27.8 Recognizing Coding Systems
Emacs tries to recognize which coding system to use for a given text
as an integral part of reading that text. (This applies to files
being read, output from subprocesses, text from X selections, etc.)
Emacs can select the right coding system automatically most of the
time—once you have specified your preferences.
Some coding systems can be recognized or distinguished by which byte
sequences appear in the data. However, there are coding systems that
cannot be distinguished, not even potentially. For example, there is no
way to distinguish between Latin-1 and Latin-2; they use the same byte
values with different meanings.
Emacs handles this situation by means of a priority list of coding
systems.

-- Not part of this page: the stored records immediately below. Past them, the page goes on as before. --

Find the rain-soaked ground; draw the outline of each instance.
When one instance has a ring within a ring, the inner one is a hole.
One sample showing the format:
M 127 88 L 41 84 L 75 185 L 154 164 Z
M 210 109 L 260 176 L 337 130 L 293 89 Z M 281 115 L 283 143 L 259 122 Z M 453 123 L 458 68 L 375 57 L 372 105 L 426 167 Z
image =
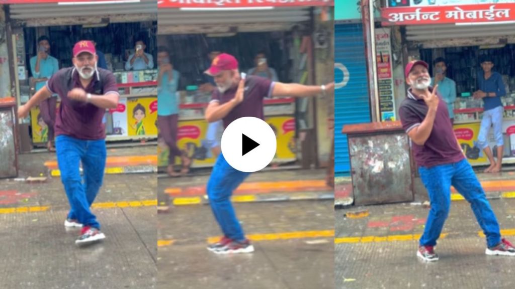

Whenever Emacs reads a file, if you do not specify the coding
system to use, Emacs checks the data against each coding system,
starting with the first in priority and working down the list, until it
finds a coding system that fits the data. Then it converts the file
contents assuming that they are represented in this coding system.
The priority list of coding systems depends on the selected language
environment (see Language Environments). For example, if you use
French, you probably want Emacs to prefer Latin-1 to Latin-2; if you use
Czech, you probably want Latin-2 to be preferred. This is one of the
reasons to specify a language environment.
However, you can alter the coding system priority list in detail
with the command M-x prefer-coding-system. This command reads
the name of a coding system from the minibuffer, and adds it to the
front of the priority list, so that it is preferred to all others. If
you use this command several times, each use adds one element to the
front of the priority list.
If you use a coding system that specifies the end-of-line conversion
type, such as iso-8859-1-dos
, what this means is that Emacs
should attempt to recognize iso-8859-1
with priority, and should
use DOS end-of-line conversion when it does recognize iso-8859-1
.
Sometimes a file name indicates which coding system to use for the
file. The variable file-coding-system-alist
specifies this
correspondence. There is a special function
modify-coding-system-alist
for adding elements to this list. For
example, to read and write all ‘.txt’ files using the coding system
china-iso-8bit
, you can execute this Lisp expression:
(modify-coding-system-alist 'file "\\.txt\\'" 'chinese-iso-8bit)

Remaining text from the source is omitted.